TODO: summarize from

results from the combined analysis get collected into an intermediate form which is a probabilistic structure called a lemma graph.

note: NLP parsers tend to produce a wealth of annotations from raw text, most of which are thrown away in many application. what if instead this parse information got collected together, temporarily while analyzing a chunk of text?

an application running in production most likely would not want to persist the entirety of lemma graph data generated during analysis of a full corpus. instead, consider this structure as a kind of temporary cache during the analysis for one unit of work, i.e., a "chunk" of text.

from the pragmatics of writing, editing, and critical review, a natural size for this kind of chunking is to analyze at the paragraph level. in some domains, such as analysis of patent applications, chunking at the level of "claims" might be indicated.

the probabilistic aspects of the intermediate lemma graph data become especially important in a linguistic context:

  • entities have many surface forms
  • synonyms (synsets) change meanings in different domains, especially when abbreviated
  • ambiguous references may exist, though not all are important to resolve based on "premature optimization"

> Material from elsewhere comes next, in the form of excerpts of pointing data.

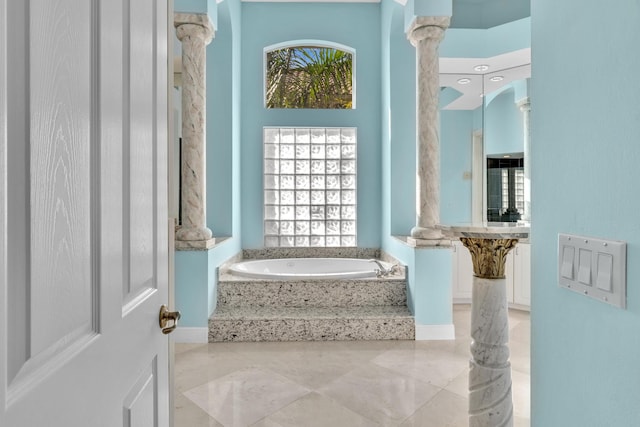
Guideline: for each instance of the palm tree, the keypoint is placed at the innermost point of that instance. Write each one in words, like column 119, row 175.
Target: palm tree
column 309, row 77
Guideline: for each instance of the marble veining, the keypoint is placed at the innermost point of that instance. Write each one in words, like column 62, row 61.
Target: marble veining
column 490, row 385
column 195, row 32
column 425, row 34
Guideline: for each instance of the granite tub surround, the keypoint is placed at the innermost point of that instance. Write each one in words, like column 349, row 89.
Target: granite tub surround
column 195, row 32
column 238, row 292
column 490, row 385
column 311, row 323
column 251, row 309
column 425, row 34
column 299, row 252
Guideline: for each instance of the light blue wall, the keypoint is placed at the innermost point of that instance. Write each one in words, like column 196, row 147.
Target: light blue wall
column 479, row 43
column 456, row 129
column 503, row 125
column 196, row 271
column 400, row 137
column 429, row 270
column 350, row 24
column 585, row 156
column 488, row 13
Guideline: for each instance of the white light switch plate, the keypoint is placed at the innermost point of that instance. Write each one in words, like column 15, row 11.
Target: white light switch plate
column 593, row 267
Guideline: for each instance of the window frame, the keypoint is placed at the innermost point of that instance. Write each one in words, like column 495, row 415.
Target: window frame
column 308, row 43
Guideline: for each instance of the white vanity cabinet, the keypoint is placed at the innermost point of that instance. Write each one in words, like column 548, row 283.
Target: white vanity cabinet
column 517, row 272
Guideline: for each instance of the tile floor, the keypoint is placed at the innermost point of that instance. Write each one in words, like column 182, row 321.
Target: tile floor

Note that semantic modeling practices using RDF tend to have a relatively trivial notion of "synonyms", notably by annotating a subject with one preferred label and zero or more additional labels. This may be sufficiently descriptive for building taxonomies manually; however, this approach is not sufficient for making the modeled representation computable in light of the many kinds of surface forms and possible sources of ambiguity. The RDF representation uses skos:broader to connect surface forms, and the LPG representation uses probabilities to manage disambiguation these terms.